For the most part the prompt was simple, the name of a style  or an artist. The manga style is my favorite. Some of the images are less successful than others.

The style of a Renaissance etching 

The style of a comic book devoted to science fiction stories. 

Manga style 

Japanese Ukiyo-e print.

I realize that the subject matter is, shall we say, anachronistic for ukiyo-e, but that goofy guy at the lower right is a freakin' bridge too far.

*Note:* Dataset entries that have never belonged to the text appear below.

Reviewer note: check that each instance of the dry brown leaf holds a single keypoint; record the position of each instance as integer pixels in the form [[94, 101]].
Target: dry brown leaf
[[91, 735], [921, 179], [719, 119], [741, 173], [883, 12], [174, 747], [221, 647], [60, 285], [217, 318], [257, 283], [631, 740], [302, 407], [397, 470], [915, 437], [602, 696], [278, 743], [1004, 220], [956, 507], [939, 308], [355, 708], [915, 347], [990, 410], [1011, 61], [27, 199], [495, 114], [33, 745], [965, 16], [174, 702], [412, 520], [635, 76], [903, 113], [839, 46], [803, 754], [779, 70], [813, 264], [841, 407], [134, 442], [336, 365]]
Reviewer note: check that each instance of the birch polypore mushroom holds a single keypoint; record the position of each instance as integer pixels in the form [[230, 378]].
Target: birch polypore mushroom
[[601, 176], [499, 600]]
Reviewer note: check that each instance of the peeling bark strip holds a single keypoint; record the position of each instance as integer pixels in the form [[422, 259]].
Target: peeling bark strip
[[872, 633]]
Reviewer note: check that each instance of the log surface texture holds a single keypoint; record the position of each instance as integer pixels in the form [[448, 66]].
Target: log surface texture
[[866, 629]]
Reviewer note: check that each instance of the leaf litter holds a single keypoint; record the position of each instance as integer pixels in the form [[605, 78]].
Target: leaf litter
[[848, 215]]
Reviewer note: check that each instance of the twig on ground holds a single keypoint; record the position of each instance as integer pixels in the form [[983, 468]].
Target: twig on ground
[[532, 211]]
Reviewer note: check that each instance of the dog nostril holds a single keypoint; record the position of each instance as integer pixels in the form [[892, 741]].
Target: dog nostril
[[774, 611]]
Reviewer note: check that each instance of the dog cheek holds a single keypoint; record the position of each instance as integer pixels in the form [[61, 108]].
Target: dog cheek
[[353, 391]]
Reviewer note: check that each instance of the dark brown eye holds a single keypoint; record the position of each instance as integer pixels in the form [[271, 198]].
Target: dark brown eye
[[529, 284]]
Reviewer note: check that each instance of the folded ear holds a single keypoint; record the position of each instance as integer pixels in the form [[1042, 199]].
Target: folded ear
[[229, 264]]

Chuck Jones style (Warner Brothers). 

Salvador Dali 

Mughal miniature

The goofy look on the shark is absurd in this version. It's obviously been inherited from the Chuck Jones version above (which, by the way, should have flatter color). The distorted stop watch looks like leakage from the Salvador Dali version, though the Dali version does not itself have a distorted watch.

In the style of The Simpsons or Futurama. 

Notice the space ship coming in from the right just above the tentacle. The color should be flatter.

Like a 10-year old boy. 

Maybe it thought I meant make the guy into a 10-year old. Not what I wanted. I wanted the whole thing to be in the style of a kid's drawing.

Pick a cartoon style and cut the amount of detail in half. 

Edward Hopper. 

Aubrey Beardsley 

Aside from the black-and-white color scheme the only thing Beardsley about this is the ornamentation in the corners. And the whole thing should be flatter.